Tuesday, May 25, 2010
And so begins another summer punctuated by tennis tournaments. For as long as I can afford to, I will arrange my schedule so I can watch my favorite players and be lulled into afternoon dozes (but only during the boring matches, of course) by John McEnroe's lazily authoritative commentating.
Roland Garros is a true indication of summertime, just as a gin and tonic on the back patio and flicking june bugs off the screen door are. It's the beginning of something great, in which the outcome is unknown but the energy of expectation pulses like thunderstorms in the bloodstream. Tennis is simultaneously relaxing and straining, methodic and unpredictable, mental yet physical. It's a sport with a narrative not about a team, but about a single player, a character, a champion- and as such the experience between viewer and competitor is intimate like getting to know a new lover, and sometimes tumultuous. Rivalries run deep, and compassion arrests the heart at the most surprising moments as players forfeit their dreams of winning a championship over a mental melt-down or unplanned physical strain.
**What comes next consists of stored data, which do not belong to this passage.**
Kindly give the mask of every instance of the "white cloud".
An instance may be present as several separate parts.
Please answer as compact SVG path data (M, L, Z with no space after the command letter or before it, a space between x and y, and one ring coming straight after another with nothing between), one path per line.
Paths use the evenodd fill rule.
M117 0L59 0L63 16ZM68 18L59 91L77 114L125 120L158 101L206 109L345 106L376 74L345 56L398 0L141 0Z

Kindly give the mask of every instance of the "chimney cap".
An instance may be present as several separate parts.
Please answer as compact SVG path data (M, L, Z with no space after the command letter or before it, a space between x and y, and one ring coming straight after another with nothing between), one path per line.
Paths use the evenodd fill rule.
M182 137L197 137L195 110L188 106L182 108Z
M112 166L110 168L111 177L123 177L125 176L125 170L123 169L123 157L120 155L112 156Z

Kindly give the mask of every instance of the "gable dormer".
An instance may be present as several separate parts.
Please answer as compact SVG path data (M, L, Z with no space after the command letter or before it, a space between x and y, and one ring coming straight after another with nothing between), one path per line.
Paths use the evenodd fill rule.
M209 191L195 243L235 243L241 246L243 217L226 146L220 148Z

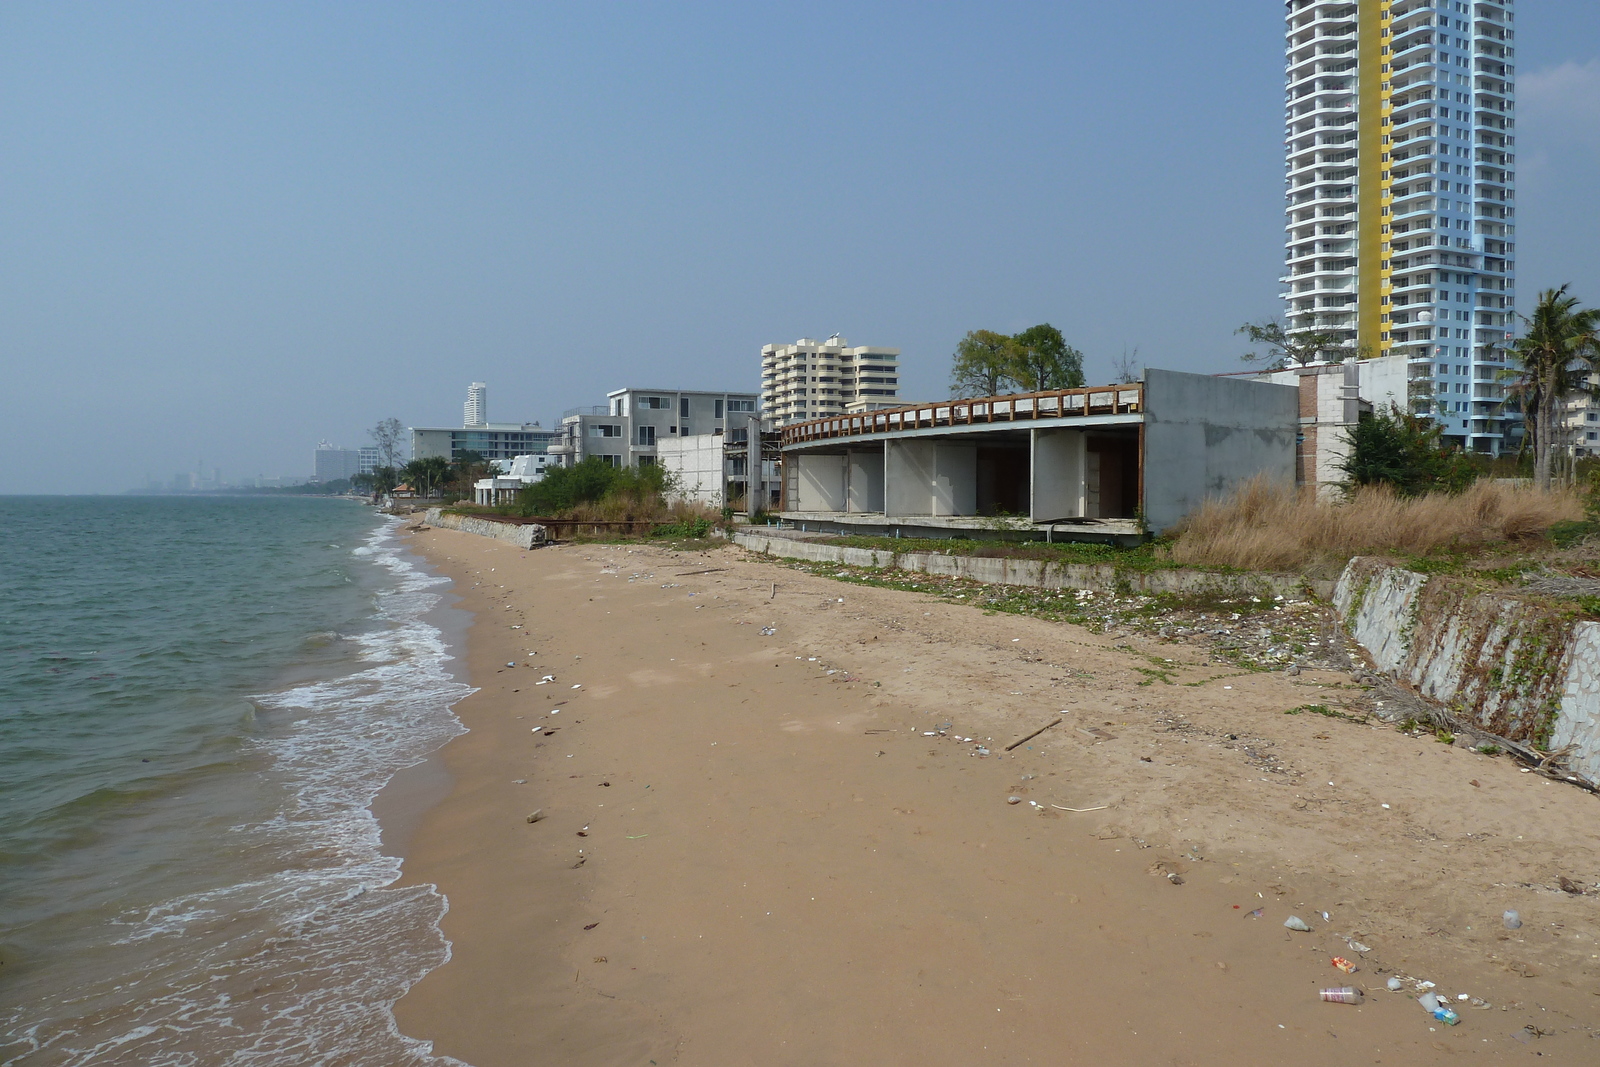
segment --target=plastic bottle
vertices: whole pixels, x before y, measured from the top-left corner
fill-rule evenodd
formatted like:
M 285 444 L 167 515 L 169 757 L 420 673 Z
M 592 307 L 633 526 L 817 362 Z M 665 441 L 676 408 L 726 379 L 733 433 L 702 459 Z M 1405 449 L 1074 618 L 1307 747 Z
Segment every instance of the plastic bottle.
M 1439 999 L 1436 993 L 1424 993 L 1417 998 L 1417 1003 L 1422 1005 L 1422 1010 L 1438 1019 L 1446 1026 L 1454 1026 L 1461 1021 L 1461 1016 L 1446 1003 Z
M 1439 1005 L 1439 1010 L 1433 1013 L 1433 1017 L 1446 1026 L 1454 1026 L 1461 1021 L 1461 1016 L 1456 1014 L 1454 1008 L 1447 1008 L 1442 1004 Z
M 1504 915 L 1500 916 L 1500 921 L 1506 924 L 1507 930 L 1518 930 L 1522 928 L 1522 916 L 1517 914 L 1515 908 L 1512 908 Z
M 1355 986 L 1340 986 L 1337 989 L 1324 989 L 1317 996 L 1332 1004 L 1360 1004 L 1361 990 Z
It's a beautiful game, and I will enjoy watching the French, then Queens, Wimbledon, the US Open and whatever else comes in-between. And as I watch, I'll entertain thoughts of hitting a winning passing shot, of tensing, planting, then releasing and, with a burst of concentrated energy, moving a ball forward with the drive of perfection.
Monday, May 24, 2010
I've mentioned it once and I'll probably mention it again and again and again, for it's worth repeating: I adore Jack White. Begrudgingly (my disdain exists for no reason apart from the fact that she is his wife) I also adore Karen Elson. Ergo, I love this photo. It's intimate, voyeuristic and a little bit weird. They're so cool.
Wednesday, May 19, 2010
Perhaps we're more noncommittal now than decades before, or maybe a globalized culture has instilled in us a kind of career schizophrenia- whatever the reason, people these days seem to be juggling a handful of jobs, not out of necessity, but because they want to. Whether they're moonlighting as a freelance photographer while working a 9-5 in human resources, or tending bar while working mornings as a yoga instructor, I'm fascinated by the different ways in which people choose to make their money. Particularly, I'm interested in the seemingly divergent second career paths of the middle-aged. For instance:
During my internet strolling this morning, I stumbled upon Bjorn Borg's self-named fashion label, something that until just now I've been completely oblivious to despite being a loyal tennis fan. On top of being a tennis icon/mastermind/superhuman, Borg is always one of the best dressed men in a tennis stadium and his hair... Oh! His hair is gorgeous! so his trajectory into fashion is not particularly surprising, though some of his underpants styles are: (ahem).
Meanwhile, I have yet to embark on my initial career path/way to earn a satisfactory income. As I consider how I progress, I'm continuously encouraged by people who do what they love and can still feed themselves, especially if they have a handful of tennis titles to boot.